Painting is the silence of thought and the music of sight1
Perception is the process of acquiring, interpreting, selecting and organizing sensory information.
Our Concern is with the interaction of color; that is, seeing what happens between colors2
Languages, both visual and textual, provide ways in which to ascribe associations to objects, spaces, people, etc.
I invented the color of vowels A black, E white, O Red, I Blue, U Green. I established rules for the form and movement of each consonant, and, with instinctive rhythms, I flattered myself on devising a poetic language accessible, one day or another to all the senses. I withheld the translation3
In my paintings, I explore the transmission of multiple layers of information simultaneously.
(I am crushed by the weight of what has come before me, yet I am standing on top.)
I am interested in the viewing experience created by the use of these stripes of information and the visual sensations initiated by their proximity to one another.
Seeing is the initial act of valuing, and the nature and infinite potential of human beings to see and aesthetically order the world is the one pure subject of art4
I create static moments that appear to vibrate; to decipher any of the individual parts of my paintings, others must tuned out.
(Semantics is my structure; pragmatics are my content)
My paintings may require the viewer to pay attention at the same time that they seduce the viewer to get lost in the visual excitement.
(It is a cluster of random facts, thoughts, concepts, matter, space, light, etc. at any given moment, at any given location.)

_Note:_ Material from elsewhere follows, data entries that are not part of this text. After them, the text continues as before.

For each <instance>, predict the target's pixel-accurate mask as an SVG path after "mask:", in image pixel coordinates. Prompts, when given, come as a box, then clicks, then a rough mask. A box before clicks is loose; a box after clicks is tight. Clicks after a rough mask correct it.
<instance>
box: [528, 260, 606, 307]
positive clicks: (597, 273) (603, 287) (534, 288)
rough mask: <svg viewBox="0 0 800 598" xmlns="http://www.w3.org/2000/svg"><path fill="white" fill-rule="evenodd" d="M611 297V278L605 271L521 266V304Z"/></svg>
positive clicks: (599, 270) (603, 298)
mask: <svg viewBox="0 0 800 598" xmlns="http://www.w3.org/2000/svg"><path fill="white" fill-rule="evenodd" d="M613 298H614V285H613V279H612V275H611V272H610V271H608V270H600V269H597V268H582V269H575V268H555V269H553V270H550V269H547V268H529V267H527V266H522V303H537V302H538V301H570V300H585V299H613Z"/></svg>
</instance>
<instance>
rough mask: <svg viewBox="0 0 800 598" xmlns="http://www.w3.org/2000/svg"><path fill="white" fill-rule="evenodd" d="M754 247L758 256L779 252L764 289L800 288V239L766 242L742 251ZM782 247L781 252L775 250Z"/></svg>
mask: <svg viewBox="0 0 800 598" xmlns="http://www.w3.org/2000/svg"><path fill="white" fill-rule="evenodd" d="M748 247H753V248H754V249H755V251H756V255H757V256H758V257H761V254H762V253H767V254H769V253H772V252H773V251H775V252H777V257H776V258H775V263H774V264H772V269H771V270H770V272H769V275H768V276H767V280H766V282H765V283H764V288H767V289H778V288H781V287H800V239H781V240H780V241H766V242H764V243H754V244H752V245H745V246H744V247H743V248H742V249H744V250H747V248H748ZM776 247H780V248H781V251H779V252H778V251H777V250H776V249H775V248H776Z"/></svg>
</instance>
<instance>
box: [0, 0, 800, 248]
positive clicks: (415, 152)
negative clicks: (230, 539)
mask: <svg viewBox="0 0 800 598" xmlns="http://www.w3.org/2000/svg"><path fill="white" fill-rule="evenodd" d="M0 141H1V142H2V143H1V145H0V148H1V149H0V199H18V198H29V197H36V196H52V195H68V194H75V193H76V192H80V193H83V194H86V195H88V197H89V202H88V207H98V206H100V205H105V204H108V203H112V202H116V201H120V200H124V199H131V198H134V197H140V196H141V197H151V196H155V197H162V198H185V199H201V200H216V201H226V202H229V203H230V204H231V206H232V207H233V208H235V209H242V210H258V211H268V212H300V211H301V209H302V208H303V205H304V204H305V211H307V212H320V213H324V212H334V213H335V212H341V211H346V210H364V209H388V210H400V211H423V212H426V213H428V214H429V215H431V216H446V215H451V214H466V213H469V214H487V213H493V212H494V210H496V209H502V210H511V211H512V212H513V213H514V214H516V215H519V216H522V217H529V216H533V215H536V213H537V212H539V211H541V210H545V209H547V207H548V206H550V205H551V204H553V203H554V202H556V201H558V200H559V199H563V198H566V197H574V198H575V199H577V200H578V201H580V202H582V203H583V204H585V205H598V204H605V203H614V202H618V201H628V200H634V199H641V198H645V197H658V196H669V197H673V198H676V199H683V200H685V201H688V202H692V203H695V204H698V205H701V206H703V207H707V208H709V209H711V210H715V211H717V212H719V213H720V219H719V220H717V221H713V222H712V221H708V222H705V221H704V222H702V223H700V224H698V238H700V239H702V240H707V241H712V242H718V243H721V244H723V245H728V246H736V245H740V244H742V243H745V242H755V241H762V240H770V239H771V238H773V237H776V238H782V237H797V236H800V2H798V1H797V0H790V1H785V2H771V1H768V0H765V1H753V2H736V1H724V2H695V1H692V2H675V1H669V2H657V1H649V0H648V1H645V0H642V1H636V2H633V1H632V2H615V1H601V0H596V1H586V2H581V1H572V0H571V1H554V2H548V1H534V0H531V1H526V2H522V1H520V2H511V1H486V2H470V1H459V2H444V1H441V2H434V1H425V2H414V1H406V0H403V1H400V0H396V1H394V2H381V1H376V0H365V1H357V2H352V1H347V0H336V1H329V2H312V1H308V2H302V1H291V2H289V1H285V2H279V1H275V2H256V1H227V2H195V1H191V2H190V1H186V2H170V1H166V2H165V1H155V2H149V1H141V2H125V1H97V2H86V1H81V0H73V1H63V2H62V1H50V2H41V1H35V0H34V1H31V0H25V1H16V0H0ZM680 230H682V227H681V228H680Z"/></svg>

1 Orhan, Pamuk. My Name is Red. Vintage Books, division of Random House, Inc. New York. 2001 pg. 59 2 Albers, Joseph. Interaction of Color. Yale University Press. New Haven and London. 1963, 1975. pg. 5 3 Rimbaud, Arthur. A Season in Hell. Trans. Enid Rhodes Peschel. New York, London, Oxford. Oxford University Press, 1973. Pg. 77 4 Irwin, Robert, The Hidden Structures of Art Robert Irwin .New York: Rizzoli International Publications, 1993.